I'm <censored>, and for my past three high school summers, I decided to keep a detailed daily log book of my activities. I made a goal to do at least three noteworthy things each day. This helps for two reasons: it helps me remember and appreciate the smaller stuff, and it motivates me to do meaningful things instead of waste my summer away. I then decided to compile all this data and share some statistics about my lifestyle with you as a way of introducing myself. I hope you'll find them interesting!

1. Went out somewhere (63%): I like to explore! Coming from New York City, I can't begin to imagine all of the exciting, unique culture at Stanford and the west coast.

2. Ate out somewhere (35%): I absolutely love food - trying new cuisines and discovering new places to eat is one of my favorite things to do. You'd be surprised how much a good meal can turn a bad day upside down for me.

3. Learned something new (30%): I do my best to reach out of my comfort zone, take a risk, and learn from the experience!

4. Cooked something (22%): I consider myself a decent chef! When I'm not out looking for new food, I'm usually cooking it at home - and I'd be glad to share a portion with you.

5. Went to the park (22%): What's a summer without the outdoors? Frisbee, basketball, soccer - sports are my favorite way to unwind.

6. Went to a party (16%): Non-alcoholic parties, mind you! Even though I take my work seriously, it's important getting loose once in a while. Once a week I make it a habit of dropping what I'm doing and reminding myself that life isn't all about work.

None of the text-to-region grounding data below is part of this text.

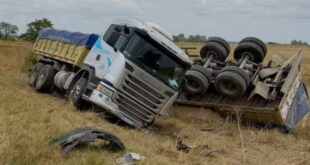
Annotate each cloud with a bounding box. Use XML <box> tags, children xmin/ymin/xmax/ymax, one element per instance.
<box><xmin>0</xmin><ymin>0</ymin><xmax>309</xmax><ymax>43</ymax></box>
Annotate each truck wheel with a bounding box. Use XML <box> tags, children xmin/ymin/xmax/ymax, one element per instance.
<box><xmin>215</xmin><ymin>70</ymin><xmax>248</xmax><ymax>97</ymax></box>
<box><xmin>200</xmin><ymin>41</ymin><xmax>228</xmax><ymax>62</ymax></box>
<box><xmin>234</xmin><ymin>41</ymin><xmax>265</xmax><ymax>63</ymax></box>
<box><xmin>240</xmin><ymin>37</ymin><xmax>267</xmax><ymax>55</ymax></box>
<box><xmin>221</xmin><ymin>66</ymin><xmax>251</xmax><ymax>86</ymax></box>
<box><xmin>69</xmin><ymin>77</ymin><xmax>89</xmax><ymax>110</ymax></box>
<box><xmin>35</xmin><ymin>65</ymin><xmax>56</xmax><ymax>92</ymax></box>
<box><xmin>190</xmin><ymin>65</ymin><xmax>213</xmax><ymax>80</ymax></box>
<box><xmin>28</xmin><ymin>62</ymin><xmax>44</xmax><ymax>87</ymax></box>
<box><xmin>183</xmin><ymin>69</ymin><xmax>211</xmax><ymax>96</ymax></box>
<box><xmin>207</xmin><ymin>37</ymin><xmax>231</xmax><ymax>55</ymax></box>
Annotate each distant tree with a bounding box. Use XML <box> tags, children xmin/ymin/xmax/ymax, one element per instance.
<box><xmin>267</xmin><ymin>42</ymin><xmax>279</xmax><ymax>45</ymax></box>
<box><xmin>0</xmin><ymin>22</ymin><xmax>19</xmax><ymax>39</ymax></box>
<box><xmin>291</xmin><ymin>39</ymin><xmax>308</xmax><ymax>45</ymax></box>
<box><xmin>173</xmin><ymin>33</ymin><xmax>207</xmax><ymax>42</ymax></box>
<box><xmin>173</xmin><ymin>33</ymin><xmax>186</xmax><ymax>42</ymax></box>
<box><xmin>20</xmin><ymin>18</ymin><xmax>53</xmax><ymax>41</ymax></box>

7. Fixed someone's computer (11%): If you're decently educated with computers, don't make my mistake of revealing it to your relatives. Once you fix one problem for them, you'll be their go-to "computer genius" for all of their other tech issues. Play it safe, my friend.

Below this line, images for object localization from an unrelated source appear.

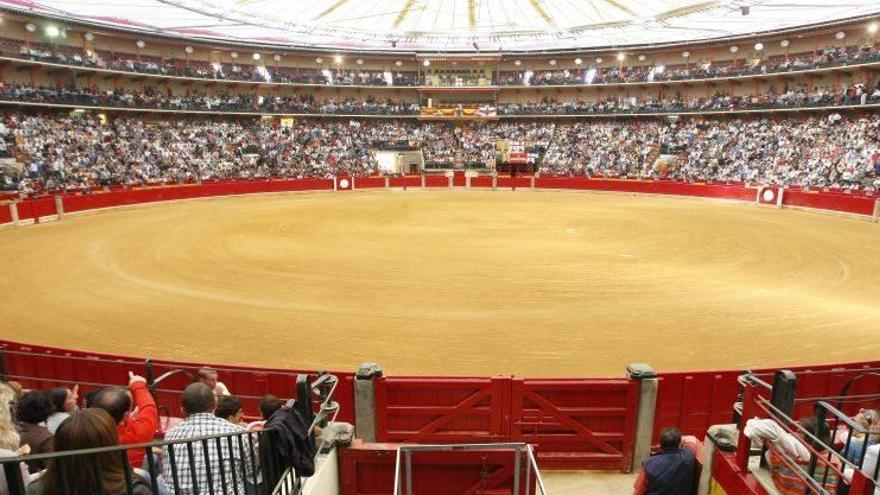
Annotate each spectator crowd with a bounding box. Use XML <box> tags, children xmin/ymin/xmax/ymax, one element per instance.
<box><xmin>0</xmin><ymin>111</ymin><xmax>878</xmax><ymax>194</ymax></box>
<box><xmin>0</xmin><ymin>368</ymin><xmax>293</xmax><ymax>494</ymax></box>
<box><xmin>498</xmin><ymin>83</ymin><xmax>880</xmax><ymax>115</ymax></box>
<box><xmin>499</xmin><ymin>44</ymin><xmax>880</xmax><ymax>86</ymax></box>
<box><xmin>1</xmin><ymin>81</ymin><xmax>878</xmax><ymax>117</ymax></box>
<box><xmin>5</xmin><ymin>36</ymin><xmax>879</xmax><ymax>88</ymax></box>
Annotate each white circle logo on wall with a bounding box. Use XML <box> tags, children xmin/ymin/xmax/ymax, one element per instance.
<box><xmin>339</xmin><ymin>179</ymin><xmax>350</xmax><ymax>189</ymax></box>
<box><xmin>762</xmin><ymin>189</ymin><xmax>775</xmax><ymax>202</ymax></box>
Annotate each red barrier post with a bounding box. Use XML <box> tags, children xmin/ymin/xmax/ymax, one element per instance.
<box><xmin>734</xmin><ymin>381</ymin><xmax>757</xmax><ymax>471</ymax></box>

I hope these statistics paint a clearer picture of me for you, and I look forward to our adventures together!

Sincerely,
<censored>

ZhoeK 5 / 157  
Dec 30, 2011   #2
Well I definitely thought this was a unique innovative way of doing an essay, definitely a risk. Hopefully the AOs will appreciate your wild side. HAHA. Just some suggestions:

"computer genius"

Maybe 'computer guru' instead.
Off-topic: This happens to me ALL the time with my grandma, I'm the computer + tv problem fixer.

I hope these statistics paint a clearer picture of me for you,

I dunno, for some strange reason I believe you can come up with something wittier to say here.

I consider myself a decent chef

Decent sounds kinda flat, how about 'I consider myself a devil of a chef' or whatnot, just not decent.

and learn from the experience!

Since you already say learn in this sentence, maybe spic it up 'and savour the experience'

I like the making a goal to do noteworthy things. I thinks its a pretty neat idea.

Hope this helps!
carochoi 3 / 22  
Dec 30, 2011   #3
Wow, this was an interesting read! I love how you took a unique approach to the roommate essay but incorporating statistics... haha. I don't know what I would change with this. Though this may look risky, I think the AO's would like this. Run this through a teacher or someone older to make sure they will understand everything.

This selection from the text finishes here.